[AN: Ich freue mich, euch mitteilen zu können, dass ich ab nächster Woche Premium-Mitglied werde. Bitte unterstützt dieses Buch weiterhin.
Ich liebe euch alle ]
Auf dem Südmeer floh ein einsames Piratenschiff mit aller Kraft.
Seine zerfetzten schwarzen Segel blähten sich im Wind und rasten mit aller Geschwindigkeit, die die Besatzung aufbringen konnte, über das Südmeer.
Kapitän Blackbeard brüllte Befehle und trieb seine Männer an, das Schiff bis an seine Grenzen zu bringen.
Sie wussten, dass sie von dem furchterregenden Schiff Huang verfolgt wurden, und ihre einzige Hoffnung war die Flucht.
Als die Sonne hinter dem Horizont versank und die Weite des Meeres in orange und rosa tauchte, war die Spannung an Bord des Piratenschiffs mit Händen zu greifen.

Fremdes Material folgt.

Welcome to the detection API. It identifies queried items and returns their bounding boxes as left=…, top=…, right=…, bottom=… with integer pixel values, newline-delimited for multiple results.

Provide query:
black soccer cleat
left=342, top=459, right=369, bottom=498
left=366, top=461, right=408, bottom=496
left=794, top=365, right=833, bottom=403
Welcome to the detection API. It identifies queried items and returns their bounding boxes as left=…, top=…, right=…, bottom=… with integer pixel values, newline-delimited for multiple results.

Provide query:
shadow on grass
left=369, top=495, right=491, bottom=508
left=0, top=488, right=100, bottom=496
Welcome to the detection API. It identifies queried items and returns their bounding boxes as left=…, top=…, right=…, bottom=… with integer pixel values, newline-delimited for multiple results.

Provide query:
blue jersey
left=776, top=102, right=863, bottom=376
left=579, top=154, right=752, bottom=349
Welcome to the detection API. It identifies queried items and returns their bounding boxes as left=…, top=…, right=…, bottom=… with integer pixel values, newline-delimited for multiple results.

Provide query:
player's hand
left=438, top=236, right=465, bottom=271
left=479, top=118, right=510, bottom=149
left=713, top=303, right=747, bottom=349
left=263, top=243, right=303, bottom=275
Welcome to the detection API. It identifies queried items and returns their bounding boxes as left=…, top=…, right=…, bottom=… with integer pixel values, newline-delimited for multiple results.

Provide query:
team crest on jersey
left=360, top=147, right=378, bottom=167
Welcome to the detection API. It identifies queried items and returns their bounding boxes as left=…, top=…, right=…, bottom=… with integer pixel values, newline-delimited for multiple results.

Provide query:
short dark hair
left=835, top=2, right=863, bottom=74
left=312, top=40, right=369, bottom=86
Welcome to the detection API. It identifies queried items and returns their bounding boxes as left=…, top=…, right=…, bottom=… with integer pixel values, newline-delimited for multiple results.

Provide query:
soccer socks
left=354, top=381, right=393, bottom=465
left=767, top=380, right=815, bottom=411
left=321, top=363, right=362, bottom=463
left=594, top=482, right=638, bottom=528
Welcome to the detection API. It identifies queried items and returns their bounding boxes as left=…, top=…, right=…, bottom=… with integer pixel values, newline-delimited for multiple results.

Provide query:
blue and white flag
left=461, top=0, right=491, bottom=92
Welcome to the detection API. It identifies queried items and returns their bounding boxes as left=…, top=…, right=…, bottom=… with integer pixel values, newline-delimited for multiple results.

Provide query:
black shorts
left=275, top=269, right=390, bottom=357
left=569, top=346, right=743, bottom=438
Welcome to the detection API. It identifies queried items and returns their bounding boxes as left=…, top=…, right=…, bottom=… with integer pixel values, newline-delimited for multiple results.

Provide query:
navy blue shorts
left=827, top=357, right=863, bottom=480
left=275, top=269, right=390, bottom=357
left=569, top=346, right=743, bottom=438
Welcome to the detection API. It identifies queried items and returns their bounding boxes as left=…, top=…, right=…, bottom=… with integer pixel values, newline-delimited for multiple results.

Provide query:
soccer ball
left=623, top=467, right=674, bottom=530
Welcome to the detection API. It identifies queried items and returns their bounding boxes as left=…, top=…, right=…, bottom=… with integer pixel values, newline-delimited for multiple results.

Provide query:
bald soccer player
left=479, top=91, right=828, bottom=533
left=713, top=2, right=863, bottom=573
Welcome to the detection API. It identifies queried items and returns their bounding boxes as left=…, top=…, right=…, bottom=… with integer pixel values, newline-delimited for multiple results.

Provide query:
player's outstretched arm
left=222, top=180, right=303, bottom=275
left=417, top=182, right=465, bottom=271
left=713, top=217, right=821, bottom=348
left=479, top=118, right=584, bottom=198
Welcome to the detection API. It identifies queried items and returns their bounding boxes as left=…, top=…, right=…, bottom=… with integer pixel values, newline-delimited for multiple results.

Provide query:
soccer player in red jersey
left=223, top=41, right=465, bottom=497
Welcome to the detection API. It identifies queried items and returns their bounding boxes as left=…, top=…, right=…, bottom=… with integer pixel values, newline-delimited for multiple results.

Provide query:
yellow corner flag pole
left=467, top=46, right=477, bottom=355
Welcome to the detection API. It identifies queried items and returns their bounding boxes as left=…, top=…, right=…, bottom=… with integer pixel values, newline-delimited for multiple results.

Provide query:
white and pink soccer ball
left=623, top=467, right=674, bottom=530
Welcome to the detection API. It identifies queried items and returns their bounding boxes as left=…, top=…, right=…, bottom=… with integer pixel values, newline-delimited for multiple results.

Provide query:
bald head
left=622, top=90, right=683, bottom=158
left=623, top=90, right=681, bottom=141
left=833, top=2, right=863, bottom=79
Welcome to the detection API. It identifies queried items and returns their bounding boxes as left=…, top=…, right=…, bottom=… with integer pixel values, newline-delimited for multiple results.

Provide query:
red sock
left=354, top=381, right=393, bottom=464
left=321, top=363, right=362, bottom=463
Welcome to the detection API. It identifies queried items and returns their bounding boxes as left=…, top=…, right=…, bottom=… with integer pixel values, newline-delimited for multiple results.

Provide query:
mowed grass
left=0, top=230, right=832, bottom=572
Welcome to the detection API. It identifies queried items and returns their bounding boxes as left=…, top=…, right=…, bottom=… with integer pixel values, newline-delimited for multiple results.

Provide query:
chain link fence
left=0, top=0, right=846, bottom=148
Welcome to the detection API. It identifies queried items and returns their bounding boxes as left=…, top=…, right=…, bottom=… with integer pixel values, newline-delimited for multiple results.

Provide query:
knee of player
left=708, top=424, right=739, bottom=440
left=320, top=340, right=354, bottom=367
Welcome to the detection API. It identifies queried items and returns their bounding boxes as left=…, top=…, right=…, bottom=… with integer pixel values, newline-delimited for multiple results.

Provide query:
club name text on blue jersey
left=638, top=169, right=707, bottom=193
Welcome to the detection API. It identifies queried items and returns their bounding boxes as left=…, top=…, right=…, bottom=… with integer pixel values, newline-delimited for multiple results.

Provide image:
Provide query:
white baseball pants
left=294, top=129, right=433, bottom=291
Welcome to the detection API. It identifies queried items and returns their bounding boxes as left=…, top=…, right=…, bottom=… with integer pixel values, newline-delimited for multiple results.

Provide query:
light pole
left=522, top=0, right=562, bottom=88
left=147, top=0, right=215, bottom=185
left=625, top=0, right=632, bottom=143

Die Augen der Besatzung huschten nervös zum Heck, wo das Huang-Schiff, ein imposantes Schiff mit goldenen Segeln, immer näher kam.
Gerade als es so aussah, als würde das Huang-Schiff zum Angriff ansetzen, passierte etwas Seltsames und Unheimliches.
Das Piratenschiff begann plötzlich zu flimmern und seine Form verschwamm wie eine Fata Morgana in der Wüste.
Erstaunte Ausrufe entrangen sich den Lippen von Blackbeards Crew, als sie sahen, wie ihr Schiff vor ihren Augen in Nichts verschwand.
„Was ist gerade passiert?“
Alle auf dem Schiff Huang rissen die Augen auf und ihre Kinnladen fielen herunter.
Ein paar Sekunden lang konnte niemand glauben, was sich gerade vor ihren Augen abgespielt hatte.
Huang Guo blinzelte zweimal und fragte mit zitternder Stimme.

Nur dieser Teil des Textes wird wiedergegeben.